De nouvelles recherches révèlent que le glucose dans le cerveau ne se contente pas de nourrir les cellules : il agit comme un signal qui contrôle le moment où les cellules souches mûrissent en cellules productrices de myéline. La myéline est l'isolant gras enveloppant les fibres nerveuses qui accélère la communication entre les régions du cerveau. Sans assez de myéline, les signaux ralentissent, affectant tout, des capacités motrices à l'apprentissage.
La recherche
Des scientifiques du Advanced Science Research Center du CUNY Graduate Center, dirigés par le chercheur postdoctoral Sami Sauma, ont publié leur étude dans Nature Neuroscience. Ils ont cartographié les niveaux de glucose dans des cerveaux de souris en développement à l'aide d'une technique appelée imagerie MALDI. Ils ont constaté que les régions cérébrales avec des niveaux de glucose plus élevés contenaient plus de cellules progénitrices d'oligodendrocytes (CPO) en division active, tandis que les zones avec des niveaux de glucose plus faibles contenaient des cellules ayant commencé à mûrir en oligodendrocytes producteurs de myéline.
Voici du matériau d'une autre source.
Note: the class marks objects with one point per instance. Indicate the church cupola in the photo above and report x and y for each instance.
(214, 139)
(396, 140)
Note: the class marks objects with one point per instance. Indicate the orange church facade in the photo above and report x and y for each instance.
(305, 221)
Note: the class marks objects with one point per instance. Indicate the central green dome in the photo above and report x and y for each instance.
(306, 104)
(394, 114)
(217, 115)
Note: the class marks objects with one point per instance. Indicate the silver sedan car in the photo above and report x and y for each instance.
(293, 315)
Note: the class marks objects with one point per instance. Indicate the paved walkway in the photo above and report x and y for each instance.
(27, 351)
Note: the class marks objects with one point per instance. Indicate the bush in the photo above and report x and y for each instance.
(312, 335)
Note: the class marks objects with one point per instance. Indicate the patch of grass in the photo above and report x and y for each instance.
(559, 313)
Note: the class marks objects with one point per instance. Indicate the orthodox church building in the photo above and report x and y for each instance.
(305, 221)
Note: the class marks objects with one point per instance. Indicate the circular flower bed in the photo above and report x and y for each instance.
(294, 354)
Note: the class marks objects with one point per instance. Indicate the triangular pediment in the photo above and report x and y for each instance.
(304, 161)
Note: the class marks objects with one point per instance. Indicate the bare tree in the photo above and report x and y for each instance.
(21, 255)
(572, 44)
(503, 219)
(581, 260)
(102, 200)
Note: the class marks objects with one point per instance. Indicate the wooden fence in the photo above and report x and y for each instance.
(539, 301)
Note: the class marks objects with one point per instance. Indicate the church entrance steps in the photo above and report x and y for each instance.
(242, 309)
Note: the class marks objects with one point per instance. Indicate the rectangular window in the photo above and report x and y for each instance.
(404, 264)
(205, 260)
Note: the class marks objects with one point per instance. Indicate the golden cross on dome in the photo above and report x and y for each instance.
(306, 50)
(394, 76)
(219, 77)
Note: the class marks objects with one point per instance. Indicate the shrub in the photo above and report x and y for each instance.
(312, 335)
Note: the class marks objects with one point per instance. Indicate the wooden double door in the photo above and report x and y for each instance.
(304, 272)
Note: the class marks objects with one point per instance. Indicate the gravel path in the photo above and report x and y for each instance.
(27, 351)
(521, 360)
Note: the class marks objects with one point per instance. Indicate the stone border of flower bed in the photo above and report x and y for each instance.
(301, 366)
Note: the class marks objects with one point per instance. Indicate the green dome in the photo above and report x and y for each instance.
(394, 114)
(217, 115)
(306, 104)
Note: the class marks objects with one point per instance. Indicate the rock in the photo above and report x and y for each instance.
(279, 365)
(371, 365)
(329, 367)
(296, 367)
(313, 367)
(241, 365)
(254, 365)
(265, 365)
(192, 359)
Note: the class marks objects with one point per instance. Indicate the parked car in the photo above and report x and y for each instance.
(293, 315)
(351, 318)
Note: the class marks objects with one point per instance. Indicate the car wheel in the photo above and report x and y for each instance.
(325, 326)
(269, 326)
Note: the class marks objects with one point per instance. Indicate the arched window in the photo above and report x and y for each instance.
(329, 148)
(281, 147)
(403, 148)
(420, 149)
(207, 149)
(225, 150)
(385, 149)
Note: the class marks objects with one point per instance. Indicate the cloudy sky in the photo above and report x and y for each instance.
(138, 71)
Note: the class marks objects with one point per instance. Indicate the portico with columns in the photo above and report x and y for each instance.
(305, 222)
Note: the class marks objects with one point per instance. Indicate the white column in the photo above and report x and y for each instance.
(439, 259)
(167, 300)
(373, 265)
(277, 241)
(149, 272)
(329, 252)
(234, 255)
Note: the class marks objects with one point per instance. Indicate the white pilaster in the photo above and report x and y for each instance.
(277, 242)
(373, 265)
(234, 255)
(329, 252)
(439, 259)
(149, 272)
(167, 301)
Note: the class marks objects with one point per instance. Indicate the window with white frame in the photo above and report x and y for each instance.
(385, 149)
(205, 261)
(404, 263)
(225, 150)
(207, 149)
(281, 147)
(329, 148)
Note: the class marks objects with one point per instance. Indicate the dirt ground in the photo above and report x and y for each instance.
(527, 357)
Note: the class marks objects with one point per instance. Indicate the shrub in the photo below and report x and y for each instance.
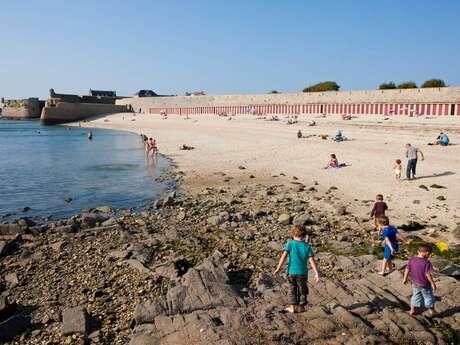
(434, 83)
(407, 85)
(323, 86)
(387, 86)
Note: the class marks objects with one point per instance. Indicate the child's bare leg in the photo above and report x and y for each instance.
(389, 267)
(384, 266)
(431, 312)
(291, 308)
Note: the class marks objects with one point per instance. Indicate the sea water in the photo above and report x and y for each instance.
(42, 167)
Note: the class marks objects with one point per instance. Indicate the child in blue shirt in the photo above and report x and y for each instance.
(299, 253)
(390, 243)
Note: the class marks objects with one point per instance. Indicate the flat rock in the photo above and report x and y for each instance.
(284, 219)
(74, 321)
(11, 229)
(13, 326)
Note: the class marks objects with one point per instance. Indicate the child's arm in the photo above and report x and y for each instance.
(312, 262)
(373, 211)
(281, 262)
(406, 275)
(430, 279)
(401, 237)
(388, 243)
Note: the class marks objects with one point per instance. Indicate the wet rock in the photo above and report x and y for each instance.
(26, 222)
(219, 219)
(74, 321)
(137, 265)
(13, 326)
(11, 229)
(342, 211)
(104, 209)
(302, 220)
(169, 199)
(12, 279)
(284, 219)
(109, 222)
(92, 219)
(144, 339)
(6, 247)
(264, 282)
(5, 306)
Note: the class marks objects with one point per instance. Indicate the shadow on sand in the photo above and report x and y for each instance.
(445, 173)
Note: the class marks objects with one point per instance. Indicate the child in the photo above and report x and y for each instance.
(333, 162)
(299, 253)
(420, 270)
(397, 168)
(390, 238)
(379, 209)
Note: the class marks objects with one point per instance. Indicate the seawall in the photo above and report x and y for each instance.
(429, 101)
(22, 109)
(71, 112)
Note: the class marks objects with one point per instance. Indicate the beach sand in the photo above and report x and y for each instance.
(268, 150)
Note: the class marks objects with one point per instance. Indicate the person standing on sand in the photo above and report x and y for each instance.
(412, 156)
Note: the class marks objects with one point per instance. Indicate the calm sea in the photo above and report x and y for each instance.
(41, 166)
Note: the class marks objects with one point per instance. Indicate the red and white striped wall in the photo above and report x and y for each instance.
(388, 109)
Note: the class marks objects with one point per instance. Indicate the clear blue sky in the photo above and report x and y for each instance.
(250, 46)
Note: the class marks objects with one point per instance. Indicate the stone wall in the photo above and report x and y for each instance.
(70, 112)
(409, 96)
(23, 109)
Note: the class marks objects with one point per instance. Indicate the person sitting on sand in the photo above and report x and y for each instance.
(338, 136)
(333, 162)
(442, 139)
(300, 254)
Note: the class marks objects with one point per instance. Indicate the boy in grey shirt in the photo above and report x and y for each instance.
(412, 156)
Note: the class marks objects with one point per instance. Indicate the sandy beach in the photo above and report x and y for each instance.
(271, 154)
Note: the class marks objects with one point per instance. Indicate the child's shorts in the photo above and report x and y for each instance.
(387, 253)
(422, 294)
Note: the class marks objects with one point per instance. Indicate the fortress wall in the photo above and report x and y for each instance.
(445, 95)
(70, 112)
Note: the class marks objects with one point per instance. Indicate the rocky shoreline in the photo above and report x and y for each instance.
(196, 269)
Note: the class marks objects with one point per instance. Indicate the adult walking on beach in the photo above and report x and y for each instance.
(412, 156)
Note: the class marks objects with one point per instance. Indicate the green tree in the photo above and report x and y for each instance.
(387, 86)
(323, 86)
(407, 85)
(434, 83)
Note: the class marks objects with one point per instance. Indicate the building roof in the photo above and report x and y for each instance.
(146, 93)
(102, 93)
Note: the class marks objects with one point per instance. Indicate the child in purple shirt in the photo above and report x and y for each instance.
(420, 270)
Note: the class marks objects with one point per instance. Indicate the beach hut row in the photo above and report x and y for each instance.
(414, 109)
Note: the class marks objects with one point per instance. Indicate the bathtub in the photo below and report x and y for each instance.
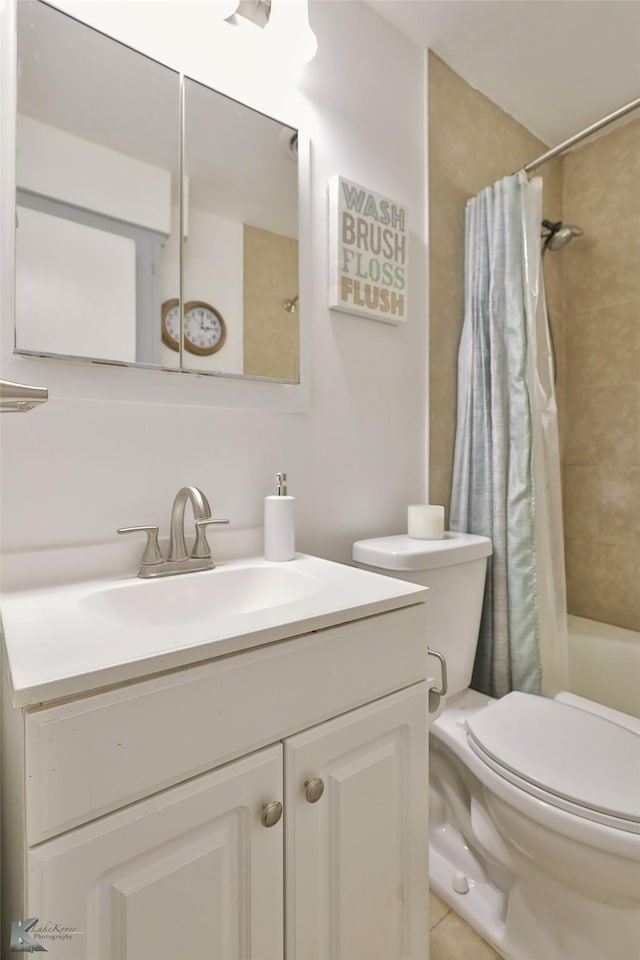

« Nos résultats montrent que le glucose n'est pas seulement un carburant pour le cerveau, c'est aussi un signal pour que les cellules se divisent », a déclaré Sauma. L'équipe a identifié une enzyme, l'ATP-citrate lyase (ACLY), qui convertit le glucose en acétyl-CoA à l'intérieur du noyau cellulaire. Cette molécule aide à activer les gènes nécessaires à la multiplication cellulaire. Lorsque les chercheurs ont supprimé le gène ACLY dans les CPO de souris, ces cellules n'ont pas pu se multiplier efficacement, entraînant une réduction temporaire de la myéline. Cependant, les cellules pouvaient encore mûrir en utilisant d'autres carburants comme les corps cétoniques.
Pourquoi c'est important
Cette découverte aide à expliquer pourquoi la myéline se développe à des vitesses différentes dans différentes régions du cerveau, une énigme de longue date. Le moment de la formation de la myéline est crucial pour les étapes du développement comme ramper, marcher et parler. L'étude met également en évidence une fenêtre critique pour les bébés prématurés (32 à 40 semaines de gestation), lorsque la matière blanche est particulièrement vulnérable. Comprendre ce signal métabolique pourrait ouvrir de nouvelles voies pour protéger le cerveau en développement.
Ce que vous pouvez faire
Bien que cette recherche soit menée sur des souris, elle souligne l'importance d'une glycémie stable pour la santé cérébrale. Une alimentation équilibrée avec des glucides complexes et des graisses saines aide à maintenir des niveaux de glucose stables. Pour un coup de pouce cognitif direct, envisagez des exercices d'entraînement cérébral qui défient la vitesse de traitement et la mémoire.